À y regarder de plus près, il y a quelques différences. Pas besoin, en-dessous, de célébrer l’année de la femme, le patriarcat n’existant pas ; pas besoin de marquer au poinçon les oreilles des moutons pour en reconnaître le propriétaire, la propriété n’existant pas ; pas de magasins, tout le monde cultivant vignes et potagers pour en partager la récolte lors de longues fêtes. Même pas besoin de se battre pour le droit du travail, le travail étant inutile.

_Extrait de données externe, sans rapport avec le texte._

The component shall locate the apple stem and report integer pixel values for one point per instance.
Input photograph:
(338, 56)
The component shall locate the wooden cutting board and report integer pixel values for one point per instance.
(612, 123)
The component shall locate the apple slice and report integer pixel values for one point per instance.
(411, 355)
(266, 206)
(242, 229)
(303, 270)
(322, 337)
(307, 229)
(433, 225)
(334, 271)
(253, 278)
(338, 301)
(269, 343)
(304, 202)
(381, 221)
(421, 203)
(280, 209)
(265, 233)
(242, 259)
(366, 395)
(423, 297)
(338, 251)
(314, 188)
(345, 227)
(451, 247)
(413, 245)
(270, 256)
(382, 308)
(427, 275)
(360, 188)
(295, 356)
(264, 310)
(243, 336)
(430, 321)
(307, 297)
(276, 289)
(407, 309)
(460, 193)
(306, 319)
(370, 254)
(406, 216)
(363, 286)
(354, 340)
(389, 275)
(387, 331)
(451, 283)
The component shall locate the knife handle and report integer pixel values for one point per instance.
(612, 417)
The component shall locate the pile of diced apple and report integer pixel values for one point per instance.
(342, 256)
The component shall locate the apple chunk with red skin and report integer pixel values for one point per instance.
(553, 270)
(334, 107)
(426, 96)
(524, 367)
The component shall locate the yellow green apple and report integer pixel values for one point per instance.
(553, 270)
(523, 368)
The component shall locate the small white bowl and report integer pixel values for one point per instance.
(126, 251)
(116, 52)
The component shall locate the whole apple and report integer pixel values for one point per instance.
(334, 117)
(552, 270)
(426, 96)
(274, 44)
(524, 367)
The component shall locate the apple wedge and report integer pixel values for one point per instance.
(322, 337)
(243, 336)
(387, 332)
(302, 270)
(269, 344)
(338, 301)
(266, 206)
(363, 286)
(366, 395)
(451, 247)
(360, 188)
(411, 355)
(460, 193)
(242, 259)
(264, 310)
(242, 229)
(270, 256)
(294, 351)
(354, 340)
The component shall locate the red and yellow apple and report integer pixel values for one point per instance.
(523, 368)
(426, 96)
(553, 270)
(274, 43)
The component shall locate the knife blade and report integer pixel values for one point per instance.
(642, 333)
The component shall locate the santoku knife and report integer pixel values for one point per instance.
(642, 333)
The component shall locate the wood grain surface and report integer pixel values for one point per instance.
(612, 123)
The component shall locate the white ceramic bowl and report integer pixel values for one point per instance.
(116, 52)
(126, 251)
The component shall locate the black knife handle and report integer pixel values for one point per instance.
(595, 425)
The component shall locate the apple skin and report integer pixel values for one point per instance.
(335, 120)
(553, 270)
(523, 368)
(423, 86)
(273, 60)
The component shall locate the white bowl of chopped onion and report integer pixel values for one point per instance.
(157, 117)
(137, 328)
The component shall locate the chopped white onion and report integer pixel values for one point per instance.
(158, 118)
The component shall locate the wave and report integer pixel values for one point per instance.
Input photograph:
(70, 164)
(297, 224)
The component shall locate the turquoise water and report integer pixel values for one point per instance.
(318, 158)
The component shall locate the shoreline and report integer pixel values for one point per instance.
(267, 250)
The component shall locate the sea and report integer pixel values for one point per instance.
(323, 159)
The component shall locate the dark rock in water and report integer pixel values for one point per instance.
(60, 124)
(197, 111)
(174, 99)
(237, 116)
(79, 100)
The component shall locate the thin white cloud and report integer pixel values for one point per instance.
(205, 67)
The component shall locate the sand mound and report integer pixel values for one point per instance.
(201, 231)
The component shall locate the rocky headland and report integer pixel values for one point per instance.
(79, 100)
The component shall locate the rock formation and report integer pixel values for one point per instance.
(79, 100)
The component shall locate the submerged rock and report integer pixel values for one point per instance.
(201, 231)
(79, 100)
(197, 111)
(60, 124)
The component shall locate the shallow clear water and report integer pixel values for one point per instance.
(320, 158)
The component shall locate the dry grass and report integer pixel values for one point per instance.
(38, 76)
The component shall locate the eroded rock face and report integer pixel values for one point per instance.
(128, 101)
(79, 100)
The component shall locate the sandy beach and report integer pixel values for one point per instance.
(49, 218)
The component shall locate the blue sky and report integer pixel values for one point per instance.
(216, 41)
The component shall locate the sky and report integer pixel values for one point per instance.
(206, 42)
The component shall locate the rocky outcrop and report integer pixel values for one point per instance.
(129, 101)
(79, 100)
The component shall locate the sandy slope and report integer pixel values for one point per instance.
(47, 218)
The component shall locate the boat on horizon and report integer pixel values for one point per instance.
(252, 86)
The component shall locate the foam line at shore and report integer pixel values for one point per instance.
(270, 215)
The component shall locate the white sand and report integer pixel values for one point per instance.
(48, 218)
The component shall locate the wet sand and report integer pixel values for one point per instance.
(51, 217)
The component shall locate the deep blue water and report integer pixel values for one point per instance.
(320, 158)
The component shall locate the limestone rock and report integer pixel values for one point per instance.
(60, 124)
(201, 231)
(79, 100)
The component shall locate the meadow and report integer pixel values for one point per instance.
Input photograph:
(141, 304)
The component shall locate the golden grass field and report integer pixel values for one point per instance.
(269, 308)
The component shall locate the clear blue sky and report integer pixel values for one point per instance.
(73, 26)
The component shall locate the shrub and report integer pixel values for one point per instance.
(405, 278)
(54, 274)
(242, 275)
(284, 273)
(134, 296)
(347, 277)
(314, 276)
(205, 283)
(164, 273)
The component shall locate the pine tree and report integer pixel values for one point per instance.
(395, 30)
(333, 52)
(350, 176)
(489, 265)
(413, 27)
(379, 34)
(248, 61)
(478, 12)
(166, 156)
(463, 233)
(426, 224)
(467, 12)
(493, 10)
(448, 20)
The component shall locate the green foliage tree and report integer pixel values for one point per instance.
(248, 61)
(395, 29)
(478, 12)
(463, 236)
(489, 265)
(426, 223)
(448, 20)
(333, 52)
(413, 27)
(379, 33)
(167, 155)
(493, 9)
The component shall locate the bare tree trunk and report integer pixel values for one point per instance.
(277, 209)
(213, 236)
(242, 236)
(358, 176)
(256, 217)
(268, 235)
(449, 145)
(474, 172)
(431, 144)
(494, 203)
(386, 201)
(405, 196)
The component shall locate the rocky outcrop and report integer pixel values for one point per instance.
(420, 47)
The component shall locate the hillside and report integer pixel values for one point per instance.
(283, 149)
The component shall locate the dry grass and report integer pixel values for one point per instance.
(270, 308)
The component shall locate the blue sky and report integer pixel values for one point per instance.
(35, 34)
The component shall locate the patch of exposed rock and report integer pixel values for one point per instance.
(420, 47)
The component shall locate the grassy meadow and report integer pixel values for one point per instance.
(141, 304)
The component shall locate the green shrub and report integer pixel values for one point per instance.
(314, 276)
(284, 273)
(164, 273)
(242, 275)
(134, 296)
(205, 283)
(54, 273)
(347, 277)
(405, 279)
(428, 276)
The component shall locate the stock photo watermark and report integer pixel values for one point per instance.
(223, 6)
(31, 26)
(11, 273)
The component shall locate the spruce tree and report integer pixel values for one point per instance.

Néanmoins, il y a quelques problèmes : ni soleil, ni lune, ni étoiles. Pire : pour seule musique n’existe que l’obsédant pipeau, sur lequel les enfants sont obligés de danser. Et pour couronner le tout, ils ne vieillissent pas, ces enfants. Ils sont dans un présent permanent, sans possibilité d’avancer, d’évoluer, de changer. Alors, épuisés par leurs acouphènes, las de cet état de fête factice et éternel, certains décident de remonter à la surface. De quitter leur confort pour le néolibéralisme, la pandémie, la mort en mer quotidienne d’exilés, l’omniprésence de l’extrême-droite, la pollution, les inégalités et la mise à sac des services publics. Ils veulent se frotter à l’altérité, vivre plus intensément – avec tous les risques que cela comporte – ; ils espèrent se coltiner à la démocratie et ses possibles ; ils veulent réformer, non, mieux, révolutionner le monde là-haut et convaincre les adultes de leur emboîter le pas (et puis, aussi, de danser aux sons de violons, contrebasses, d’électro ou d’italo disco).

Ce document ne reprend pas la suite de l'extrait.